Abstract

AbstractThis paper verifies methods for the prediction of mean flow velocity at the reach scale in mountain streams, investigating the kinematics of a series of two small‐scale artificial step‐pool sequences and a transitional reach between plane‐bed and step‐pool under well‐controlled hydraulic conditions, and improving the estimation of the energy expenditure between the step crest and the downstream pool. Experimental data were collected using three fish ladder reaches with slopes between 2.6 and 10%. Four types of field measurements were conducted: topographical surveys to extract the thalweg profiles and cross‐sectional geometry of reference cross sections; grain size analyses of the bed surface; steady state runs with a given flow rate (0.005–0.234 m3/s), and surveying of the water profile in the most significant cross sections.

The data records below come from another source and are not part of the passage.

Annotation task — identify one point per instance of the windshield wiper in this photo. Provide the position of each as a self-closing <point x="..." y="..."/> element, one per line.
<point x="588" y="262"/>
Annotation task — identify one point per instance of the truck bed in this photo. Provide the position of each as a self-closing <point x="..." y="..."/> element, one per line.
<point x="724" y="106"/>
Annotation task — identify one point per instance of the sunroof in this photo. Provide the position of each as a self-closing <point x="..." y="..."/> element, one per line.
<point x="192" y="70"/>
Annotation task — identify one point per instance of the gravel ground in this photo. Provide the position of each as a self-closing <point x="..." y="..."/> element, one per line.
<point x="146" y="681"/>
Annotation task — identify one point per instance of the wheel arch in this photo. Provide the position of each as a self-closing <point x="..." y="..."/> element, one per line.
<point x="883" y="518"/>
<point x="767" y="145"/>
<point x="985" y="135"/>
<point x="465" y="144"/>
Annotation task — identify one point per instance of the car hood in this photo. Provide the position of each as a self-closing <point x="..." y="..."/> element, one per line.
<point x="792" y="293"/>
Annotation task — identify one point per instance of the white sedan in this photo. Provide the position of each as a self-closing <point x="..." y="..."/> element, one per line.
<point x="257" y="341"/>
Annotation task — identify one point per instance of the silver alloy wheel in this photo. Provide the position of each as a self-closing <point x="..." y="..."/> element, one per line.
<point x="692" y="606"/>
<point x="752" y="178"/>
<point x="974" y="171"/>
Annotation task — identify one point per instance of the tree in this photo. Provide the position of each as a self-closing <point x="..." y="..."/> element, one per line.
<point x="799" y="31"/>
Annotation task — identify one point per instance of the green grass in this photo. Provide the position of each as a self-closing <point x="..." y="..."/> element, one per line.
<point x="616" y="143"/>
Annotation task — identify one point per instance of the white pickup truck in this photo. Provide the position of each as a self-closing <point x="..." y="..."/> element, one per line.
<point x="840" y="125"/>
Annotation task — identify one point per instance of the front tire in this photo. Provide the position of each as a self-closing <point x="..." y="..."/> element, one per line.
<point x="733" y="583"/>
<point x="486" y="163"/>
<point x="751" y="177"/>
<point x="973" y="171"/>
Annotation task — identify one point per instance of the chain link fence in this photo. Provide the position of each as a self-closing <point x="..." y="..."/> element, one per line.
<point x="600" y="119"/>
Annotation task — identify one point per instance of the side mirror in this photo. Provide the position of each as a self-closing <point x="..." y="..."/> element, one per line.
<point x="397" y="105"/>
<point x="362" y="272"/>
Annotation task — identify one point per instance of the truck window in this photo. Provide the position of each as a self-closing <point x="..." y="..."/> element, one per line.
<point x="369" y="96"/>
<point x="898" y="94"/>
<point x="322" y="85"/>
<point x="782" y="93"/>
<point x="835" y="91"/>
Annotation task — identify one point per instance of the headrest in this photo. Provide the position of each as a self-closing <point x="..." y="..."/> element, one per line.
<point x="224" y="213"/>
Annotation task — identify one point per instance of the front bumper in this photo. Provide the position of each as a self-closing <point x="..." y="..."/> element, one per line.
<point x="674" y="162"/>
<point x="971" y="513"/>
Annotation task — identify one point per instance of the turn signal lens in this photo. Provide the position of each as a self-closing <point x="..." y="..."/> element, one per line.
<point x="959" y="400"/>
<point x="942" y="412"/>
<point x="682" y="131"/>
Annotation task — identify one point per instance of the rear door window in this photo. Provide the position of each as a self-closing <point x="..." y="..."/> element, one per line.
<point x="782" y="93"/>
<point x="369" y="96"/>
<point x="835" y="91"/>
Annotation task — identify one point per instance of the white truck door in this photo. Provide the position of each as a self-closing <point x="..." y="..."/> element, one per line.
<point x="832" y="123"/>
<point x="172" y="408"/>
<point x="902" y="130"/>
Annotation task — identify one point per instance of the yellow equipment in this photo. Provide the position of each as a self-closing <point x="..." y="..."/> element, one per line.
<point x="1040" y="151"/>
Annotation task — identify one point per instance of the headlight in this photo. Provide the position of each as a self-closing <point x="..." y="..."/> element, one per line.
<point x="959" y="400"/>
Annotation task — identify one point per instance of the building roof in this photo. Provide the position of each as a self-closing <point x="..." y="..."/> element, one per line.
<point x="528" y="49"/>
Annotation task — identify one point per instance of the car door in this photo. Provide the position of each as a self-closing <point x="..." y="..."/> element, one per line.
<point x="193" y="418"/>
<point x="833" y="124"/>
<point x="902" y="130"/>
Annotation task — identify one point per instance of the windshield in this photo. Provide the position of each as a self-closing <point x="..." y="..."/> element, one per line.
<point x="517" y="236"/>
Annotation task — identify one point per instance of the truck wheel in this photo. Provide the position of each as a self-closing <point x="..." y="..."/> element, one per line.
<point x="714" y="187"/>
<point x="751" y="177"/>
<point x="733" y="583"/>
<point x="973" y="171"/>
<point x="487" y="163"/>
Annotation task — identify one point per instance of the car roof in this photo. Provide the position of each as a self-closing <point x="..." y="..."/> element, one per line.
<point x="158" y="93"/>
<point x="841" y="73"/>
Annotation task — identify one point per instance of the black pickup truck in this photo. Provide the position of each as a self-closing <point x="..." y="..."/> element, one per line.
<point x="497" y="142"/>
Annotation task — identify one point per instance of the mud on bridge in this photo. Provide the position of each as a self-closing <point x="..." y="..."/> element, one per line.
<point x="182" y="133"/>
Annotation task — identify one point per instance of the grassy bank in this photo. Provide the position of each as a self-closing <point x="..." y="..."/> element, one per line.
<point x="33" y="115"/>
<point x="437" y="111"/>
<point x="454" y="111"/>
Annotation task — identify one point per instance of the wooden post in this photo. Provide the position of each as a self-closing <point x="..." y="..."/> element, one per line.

The following main conclusions were reached: (i) the dominance of spill resistance at the lowest discharge (pool water depth‐step height ratios of 0.4) causes primary dimensionless head losses of up to 80%, and these losses progressively decrease to approximately 40% when the water discharge and related pool water depth submerge the upstream step height. A specific predictive equation for the head loss was calibrated and then verified via data from the Rio Cordon. (ii) The verification of literature‐sourced equations to predict the reach‐averaged flow velocity provided suitable results for several of these equations indicating that the use of a specific step‐pool equation does not appear to be crucial to achieving accurate predictions.